Quote:
Originally Posted by crake
Genius of the AND: simple and supported and sophisticated and speedy.
choosing between seemingly contradictory concepts—focusing on this or that—leads to missed opportunities
|
If the current cRio system is any example, choices have to be made to retain the Simple and Supported requirement. As much as we want everything, the cRio system clearly isn't anywhere close.
The VAST majority of teams want to be able to drive their robot and actuate their mechanisms with joysticks or buttons, and possibly do something in autonomous. For those teams, the current control system has a LOT of setup and puzzle pieces to fit together and configure separately, THEN they have to write code to make it do anything.
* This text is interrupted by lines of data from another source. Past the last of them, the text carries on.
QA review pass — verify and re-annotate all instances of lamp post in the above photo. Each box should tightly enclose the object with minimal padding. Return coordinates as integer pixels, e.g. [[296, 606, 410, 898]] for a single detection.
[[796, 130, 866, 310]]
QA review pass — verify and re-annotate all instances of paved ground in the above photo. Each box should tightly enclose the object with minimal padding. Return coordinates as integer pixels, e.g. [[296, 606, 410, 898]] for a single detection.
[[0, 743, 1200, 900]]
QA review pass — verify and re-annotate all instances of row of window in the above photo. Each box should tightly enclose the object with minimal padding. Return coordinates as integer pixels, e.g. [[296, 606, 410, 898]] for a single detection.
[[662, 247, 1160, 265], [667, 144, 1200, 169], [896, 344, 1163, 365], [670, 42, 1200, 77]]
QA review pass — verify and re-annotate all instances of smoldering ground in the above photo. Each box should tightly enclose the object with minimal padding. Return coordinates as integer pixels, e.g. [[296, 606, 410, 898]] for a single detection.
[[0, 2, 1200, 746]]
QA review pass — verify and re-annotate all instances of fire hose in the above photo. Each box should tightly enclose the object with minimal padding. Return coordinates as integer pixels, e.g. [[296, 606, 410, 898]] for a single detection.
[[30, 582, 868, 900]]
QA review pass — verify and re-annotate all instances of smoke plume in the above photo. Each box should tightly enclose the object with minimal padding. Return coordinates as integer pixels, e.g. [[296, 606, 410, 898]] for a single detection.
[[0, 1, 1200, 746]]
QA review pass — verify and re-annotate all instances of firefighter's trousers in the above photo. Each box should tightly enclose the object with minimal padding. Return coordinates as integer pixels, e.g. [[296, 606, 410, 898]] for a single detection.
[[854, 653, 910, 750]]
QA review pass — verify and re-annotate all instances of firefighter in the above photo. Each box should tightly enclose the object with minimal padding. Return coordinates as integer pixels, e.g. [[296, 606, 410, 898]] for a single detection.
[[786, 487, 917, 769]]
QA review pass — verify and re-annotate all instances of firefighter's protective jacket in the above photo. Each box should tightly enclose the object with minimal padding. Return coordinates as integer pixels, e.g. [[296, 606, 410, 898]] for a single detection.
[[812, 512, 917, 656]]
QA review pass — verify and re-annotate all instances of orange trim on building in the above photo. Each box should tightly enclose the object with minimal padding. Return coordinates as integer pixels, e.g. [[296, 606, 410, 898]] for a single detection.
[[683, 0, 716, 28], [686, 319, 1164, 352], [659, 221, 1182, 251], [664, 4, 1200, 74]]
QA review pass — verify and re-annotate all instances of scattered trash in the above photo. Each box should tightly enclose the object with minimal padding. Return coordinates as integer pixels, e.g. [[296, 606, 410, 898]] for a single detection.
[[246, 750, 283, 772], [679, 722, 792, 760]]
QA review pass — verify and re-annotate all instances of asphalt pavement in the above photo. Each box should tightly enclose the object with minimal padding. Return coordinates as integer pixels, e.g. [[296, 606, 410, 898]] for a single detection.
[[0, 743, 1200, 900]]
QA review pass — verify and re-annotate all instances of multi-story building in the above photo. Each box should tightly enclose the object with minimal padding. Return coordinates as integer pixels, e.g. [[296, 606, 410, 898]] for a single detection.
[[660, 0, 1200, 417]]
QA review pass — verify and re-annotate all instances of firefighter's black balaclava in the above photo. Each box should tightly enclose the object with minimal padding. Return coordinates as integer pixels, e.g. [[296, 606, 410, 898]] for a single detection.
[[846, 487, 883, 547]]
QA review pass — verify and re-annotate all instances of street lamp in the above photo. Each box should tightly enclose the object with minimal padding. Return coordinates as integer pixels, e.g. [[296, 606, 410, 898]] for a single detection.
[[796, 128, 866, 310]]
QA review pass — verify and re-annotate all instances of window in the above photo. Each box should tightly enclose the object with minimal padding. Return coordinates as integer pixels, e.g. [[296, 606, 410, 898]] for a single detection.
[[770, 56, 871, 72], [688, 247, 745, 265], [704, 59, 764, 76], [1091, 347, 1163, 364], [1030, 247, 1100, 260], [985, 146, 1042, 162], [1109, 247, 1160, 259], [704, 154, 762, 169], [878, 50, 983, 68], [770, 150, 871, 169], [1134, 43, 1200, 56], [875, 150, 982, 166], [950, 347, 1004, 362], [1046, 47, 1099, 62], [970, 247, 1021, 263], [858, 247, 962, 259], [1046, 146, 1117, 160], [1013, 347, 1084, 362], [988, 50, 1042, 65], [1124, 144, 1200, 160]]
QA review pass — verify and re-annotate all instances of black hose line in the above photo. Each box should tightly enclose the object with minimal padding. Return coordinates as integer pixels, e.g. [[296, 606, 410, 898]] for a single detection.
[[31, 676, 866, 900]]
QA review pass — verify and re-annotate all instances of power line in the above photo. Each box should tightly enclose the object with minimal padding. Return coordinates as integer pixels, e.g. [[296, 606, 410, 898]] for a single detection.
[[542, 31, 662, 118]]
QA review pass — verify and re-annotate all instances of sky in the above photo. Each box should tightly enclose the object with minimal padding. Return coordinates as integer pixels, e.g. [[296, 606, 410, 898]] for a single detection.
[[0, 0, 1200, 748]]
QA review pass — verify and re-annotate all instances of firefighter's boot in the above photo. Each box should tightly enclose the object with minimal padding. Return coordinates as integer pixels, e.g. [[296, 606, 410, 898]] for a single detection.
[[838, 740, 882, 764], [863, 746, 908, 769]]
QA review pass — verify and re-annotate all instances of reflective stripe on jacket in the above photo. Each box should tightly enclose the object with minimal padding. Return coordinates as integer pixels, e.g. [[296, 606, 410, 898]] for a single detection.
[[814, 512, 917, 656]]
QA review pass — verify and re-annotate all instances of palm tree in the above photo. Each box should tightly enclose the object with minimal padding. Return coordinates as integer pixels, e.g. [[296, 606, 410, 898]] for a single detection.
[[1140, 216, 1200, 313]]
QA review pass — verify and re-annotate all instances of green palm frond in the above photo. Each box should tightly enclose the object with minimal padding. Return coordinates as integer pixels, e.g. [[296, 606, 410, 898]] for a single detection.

I would estimate that at least half to two thirds of all FRC teams are in this place, maybe adding a limit switch or two. These are the teams that benefit most from any control system improvements.
The next class of teams uses sensors and feedback controls in some way. These teams want to be able to connect their analog potentiometers and quadrature encoders easily, read them easily, and execute their code. The current LV environment makes no attempt to maintain any sort of timing determinism, which makes basic example control loops including calculus terms hard to deal with. These teams spend a lot of time fighting this, and most LV teams in this category will also hit 100% CPU utilization trying to run their feedback controllers at a moderate speed using the 2013 libraries. I've talked to MANY teams and programming leaders who asked for advice on code optimization, trying to get their code to run at all, let alone in a reasonable execution time with reasonable determinism.
There is also the <1% of teams who design custom circuits (other than COTS computing devices) and complain about how hard the cRio is to interface to, because they want higher-speed SPI or LIN or some other protocol which it doesn't support. These are NOT the teams we should be focusing on, because we still haven't met the needs of the 99% (or come anywhere close). In fact, we were closer in 2010 than we are now - Code compile/download times and CPU hogging 'bonus' library features have gone up significantly since the cRio was released, and in many ways the usability has gone DOWN.
Teams REALLY want a controller that just works. They want to be able to hook it up and drive their robot without doing too much electrical and software work, configuring a whole bunch of separate devices using separate tools and instructions, and writing code. Anything else is secondary to this goal.
Speaking of this, why is there no default code for this control system like IFI and Vex provide? It's a HUGE help to Vex teams to be able to just drive and test things without writing code.